Whether you think stockpiling and learning how to dose those types of medications for human consumption is wise or not, they – like all things – have a shelf life. While the shelf life of some tablets, capsules, and pills could be several years, vaccines and antibiotics like equine Penicillin have a far shorter shelf life and may require refrigeration.
In addition to purchasing whatever medications you feel safe using to keep yourself and your family healthy in a post-antibiotic world, there are some other sustainable steps you should be taking.
Learn how to grow, use, and preserve what Mother Nature has provided us with for centuries. Sometimes (in my personal experience, frequently) the old ways are simply best. You can grow your own “natural antibiotics” even if you don’t have a large garden.
Herbs take up little space to grow and can be moved indoors as needed. Miniature varieties of plants like the “Tree of Life” or Moringa tree can be grown indoors year-round or moved outdoors during the hot weather months.
Foraging for not just wild edibles but wild medicinals should also be a part of your monthly prepping routine. I was completely shocked when taking a foraging class taught by Richard Cleveland at Prepper Camp this year when eager adults in the class could identify far fewer common medicinal plants than my 4-year-old granddaughter … and did not know how to use them like little Auddie does.
While I applaud their efforts to learn this valuable and potentially life-saving information, it also saddened me that so many self-reliant folks still have not embraced the medicine that is right there at their fingertips until later in life.
In addition to learning how to grow and forage for your own natural antibiotics and medicines, I also highly recommend investing in a manual pill maker. It is a nominal investment and should cost less than $100 for the durable machine and empty gel capsules in adult, child, and livestock sizes.
Mixing together the herbs you grow or forage and preserve in proper weights so they are both handy and ready to use in an emergency will make you more prepared to survive in a post-antibiotic world.
Garnering the knowledge of how to make your own infusions, tinctures, and extracts should also be a part of the grow-your-own-pharmacy survival medicine project.

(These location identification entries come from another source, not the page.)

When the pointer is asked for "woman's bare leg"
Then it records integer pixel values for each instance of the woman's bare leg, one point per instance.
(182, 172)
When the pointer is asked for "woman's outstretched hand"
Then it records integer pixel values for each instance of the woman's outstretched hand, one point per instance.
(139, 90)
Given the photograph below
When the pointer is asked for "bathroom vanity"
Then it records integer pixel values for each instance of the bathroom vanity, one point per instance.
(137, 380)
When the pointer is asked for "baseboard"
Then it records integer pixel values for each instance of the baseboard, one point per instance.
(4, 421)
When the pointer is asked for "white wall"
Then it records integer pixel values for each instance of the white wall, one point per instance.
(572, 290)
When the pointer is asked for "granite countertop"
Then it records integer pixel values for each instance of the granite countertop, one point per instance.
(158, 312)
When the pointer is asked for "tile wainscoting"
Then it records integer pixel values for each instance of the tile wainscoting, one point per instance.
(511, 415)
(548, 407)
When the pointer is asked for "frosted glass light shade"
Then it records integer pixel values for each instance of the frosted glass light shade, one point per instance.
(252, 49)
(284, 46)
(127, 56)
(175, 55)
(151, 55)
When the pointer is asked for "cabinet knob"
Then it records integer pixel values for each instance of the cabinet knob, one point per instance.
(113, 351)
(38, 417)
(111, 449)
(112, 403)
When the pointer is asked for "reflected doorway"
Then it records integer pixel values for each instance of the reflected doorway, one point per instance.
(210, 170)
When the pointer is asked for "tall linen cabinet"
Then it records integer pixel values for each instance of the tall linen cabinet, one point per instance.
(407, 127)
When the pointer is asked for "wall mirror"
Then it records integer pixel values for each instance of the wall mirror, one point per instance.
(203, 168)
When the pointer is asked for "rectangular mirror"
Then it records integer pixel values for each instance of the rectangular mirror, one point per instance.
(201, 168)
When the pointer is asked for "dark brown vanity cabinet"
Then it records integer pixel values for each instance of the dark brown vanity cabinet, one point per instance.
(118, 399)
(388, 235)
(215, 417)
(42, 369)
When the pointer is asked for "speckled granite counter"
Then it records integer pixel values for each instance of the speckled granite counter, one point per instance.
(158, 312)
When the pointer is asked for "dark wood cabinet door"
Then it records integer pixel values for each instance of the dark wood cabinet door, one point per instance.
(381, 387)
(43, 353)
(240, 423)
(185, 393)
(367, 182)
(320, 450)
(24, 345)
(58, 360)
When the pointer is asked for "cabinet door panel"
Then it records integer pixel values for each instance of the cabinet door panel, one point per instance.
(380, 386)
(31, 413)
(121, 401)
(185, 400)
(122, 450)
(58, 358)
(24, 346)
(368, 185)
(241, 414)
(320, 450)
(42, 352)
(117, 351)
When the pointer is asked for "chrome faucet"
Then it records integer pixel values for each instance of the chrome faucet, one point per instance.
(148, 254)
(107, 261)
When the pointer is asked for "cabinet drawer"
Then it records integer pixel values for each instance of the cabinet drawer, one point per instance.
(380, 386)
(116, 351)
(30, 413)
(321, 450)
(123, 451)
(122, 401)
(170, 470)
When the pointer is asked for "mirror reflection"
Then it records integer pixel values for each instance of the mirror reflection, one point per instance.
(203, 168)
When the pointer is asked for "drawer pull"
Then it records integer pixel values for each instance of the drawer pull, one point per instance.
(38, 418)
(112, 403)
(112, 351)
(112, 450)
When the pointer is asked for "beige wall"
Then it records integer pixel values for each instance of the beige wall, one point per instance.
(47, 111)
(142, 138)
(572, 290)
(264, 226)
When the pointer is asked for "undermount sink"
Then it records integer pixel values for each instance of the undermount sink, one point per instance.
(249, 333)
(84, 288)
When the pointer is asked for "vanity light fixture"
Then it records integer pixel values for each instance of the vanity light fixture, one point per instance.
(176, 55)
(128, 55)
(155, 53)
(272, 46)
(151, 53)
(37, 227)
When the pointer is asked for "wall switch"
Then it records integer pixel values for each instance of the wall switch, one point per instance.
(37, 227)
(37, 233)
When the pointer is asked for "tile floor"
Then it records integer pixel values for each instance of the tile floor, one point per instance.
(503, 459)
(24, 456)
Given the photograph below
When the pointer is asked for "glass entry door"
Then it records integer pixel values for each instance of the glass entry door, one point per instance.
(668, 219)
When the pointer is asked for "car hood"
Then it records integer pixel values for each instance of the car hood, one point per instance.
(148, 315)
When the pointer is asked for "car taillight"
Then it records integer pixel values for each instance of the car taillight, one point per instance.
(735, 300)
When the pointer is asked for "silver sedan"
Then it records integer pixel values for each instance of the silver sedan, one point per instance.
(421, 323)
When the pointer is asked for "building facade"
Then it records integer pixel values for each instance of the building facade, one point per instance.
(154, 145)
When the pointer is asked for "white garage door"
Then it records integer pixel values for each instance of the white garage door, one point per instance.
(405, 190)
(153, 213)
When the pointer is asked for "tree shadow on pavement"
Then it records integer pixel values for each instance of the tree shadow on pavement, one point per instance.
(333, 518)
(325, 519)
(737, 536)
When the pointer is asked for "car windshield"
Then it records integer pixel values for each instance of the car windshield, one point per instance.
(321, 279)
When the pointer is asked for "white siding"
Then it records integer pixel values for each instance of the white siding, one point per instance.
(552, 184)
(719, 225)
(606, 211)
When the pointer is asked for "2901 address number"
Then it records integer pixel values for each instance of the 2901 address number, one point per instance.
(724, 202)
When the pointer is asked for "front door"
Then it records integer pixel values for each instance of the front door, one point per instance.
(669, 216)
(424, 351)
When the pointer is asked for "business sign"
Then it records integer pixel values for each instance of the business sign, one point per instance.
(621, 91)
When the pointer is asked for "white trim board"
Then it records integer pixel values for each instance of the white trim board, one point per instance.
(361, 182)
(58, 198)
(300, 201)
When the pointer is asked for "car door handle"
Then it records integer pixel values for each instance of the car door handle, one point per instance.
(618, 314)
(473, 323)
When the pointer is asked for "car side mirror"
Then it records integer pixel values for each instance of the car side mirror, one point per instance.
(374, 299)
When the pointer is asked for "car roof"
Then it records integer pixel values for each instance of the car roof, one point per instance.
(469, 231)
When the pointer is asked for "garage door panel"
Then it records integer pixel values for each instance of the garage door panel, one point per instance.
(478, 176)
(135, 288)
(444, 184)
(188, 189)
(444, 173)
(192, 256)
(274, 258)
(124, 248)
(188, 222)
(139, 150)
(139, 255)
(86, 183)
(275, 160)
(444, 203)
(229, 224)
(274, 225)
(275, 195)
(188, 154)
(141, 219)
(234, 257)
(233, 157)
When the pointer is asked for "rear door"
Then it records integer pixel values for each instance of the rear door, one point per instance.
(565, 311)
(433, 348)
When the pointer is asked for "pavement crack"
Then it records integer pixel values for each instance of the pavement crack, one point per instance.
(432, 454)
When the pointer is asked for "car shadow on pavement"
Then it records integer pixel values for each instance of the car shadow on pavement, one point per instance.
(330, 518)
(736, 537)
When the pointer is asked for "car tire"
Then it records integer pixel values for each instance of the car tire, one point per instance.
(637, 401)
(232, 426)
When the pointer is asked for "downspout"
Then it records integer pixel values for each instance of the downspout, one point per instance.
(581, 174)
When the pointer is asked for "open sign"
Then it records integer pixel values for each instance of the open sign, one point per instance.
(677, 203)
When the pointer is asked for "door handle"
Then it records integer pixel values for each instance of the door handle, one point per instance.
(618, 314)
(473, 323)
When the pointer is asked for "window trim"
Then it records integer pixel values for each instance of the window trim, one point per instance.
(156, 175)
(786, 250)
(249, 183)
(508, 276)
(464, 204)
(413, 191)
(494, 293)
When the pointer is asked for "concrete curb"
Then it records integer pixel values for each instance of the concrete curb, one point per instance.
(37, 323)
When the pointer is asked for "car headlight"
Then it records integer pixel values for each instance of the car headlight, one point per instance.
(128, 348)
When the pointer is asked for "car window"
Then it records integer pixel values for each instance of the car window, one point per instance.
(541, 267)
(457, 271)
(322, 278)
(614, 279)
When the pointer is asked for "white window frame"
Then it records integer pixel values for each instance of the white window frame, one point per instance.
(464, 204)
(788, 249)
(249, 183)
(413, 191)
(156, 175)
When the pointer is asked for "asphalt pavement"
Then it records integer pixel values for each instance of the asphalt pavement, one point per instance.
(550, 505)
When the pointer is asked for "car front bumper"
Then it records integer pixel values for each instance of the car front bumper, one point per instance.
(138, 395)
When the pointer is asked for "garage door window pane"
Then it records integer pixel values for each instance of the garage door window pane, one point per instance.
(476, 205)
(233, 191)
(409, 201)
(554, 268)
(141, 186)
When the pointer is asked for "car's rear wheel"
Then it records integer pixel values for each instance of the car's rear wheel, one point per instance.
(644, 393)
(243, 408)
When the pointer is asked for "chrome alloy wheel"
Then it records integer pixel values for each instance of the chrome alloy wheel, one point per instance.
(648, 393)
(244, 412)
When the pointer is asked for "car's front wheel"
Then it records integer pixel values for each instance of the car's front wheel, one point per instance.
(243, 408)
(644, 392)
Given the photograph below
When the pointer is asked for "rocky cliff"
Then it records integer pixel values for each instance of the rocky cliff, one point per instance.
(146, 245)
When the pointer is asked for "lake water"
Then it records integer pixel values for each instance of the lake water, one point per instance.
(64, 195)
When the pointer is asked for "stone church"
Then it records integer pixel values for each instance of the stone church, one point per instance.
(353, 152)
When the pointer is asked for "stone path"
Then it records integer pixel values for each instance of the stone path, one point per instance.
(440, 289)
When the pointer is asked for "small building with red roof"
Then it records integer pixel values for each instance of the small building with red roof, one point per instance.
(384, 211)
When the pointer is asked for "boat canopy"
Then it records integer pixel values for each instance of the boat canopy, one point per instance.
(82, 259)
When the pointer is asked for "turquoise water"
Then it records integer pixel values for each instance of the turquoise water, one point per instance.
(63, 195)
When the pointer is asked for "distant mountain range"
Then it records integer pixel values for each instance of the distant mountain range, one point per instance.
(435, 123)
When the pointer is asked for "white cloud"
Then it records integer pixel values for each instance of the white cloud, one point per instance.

When created and stored properly, these homemade natural healers should keep for a minimum of two years – but likely up to five.
Never use all of the dried herbs, flowers, and roots you have grown or foraged. They will retain their potency the longest in a sealed Mason jar or vacuum-sealed bag. Store these natural antibiotics and medication ingredients in small containers so they are not opened frequently to scoop more out, exposing the contents inside to air and moisture that will reduce their shelf life.
Always label and date the containers the gel capsules are placed into and create a document that details how each homemade antibiotic or medication is to be used. Possessing the life-saving medicine will do your loved ones no good if they cannot safely use it if you are gone.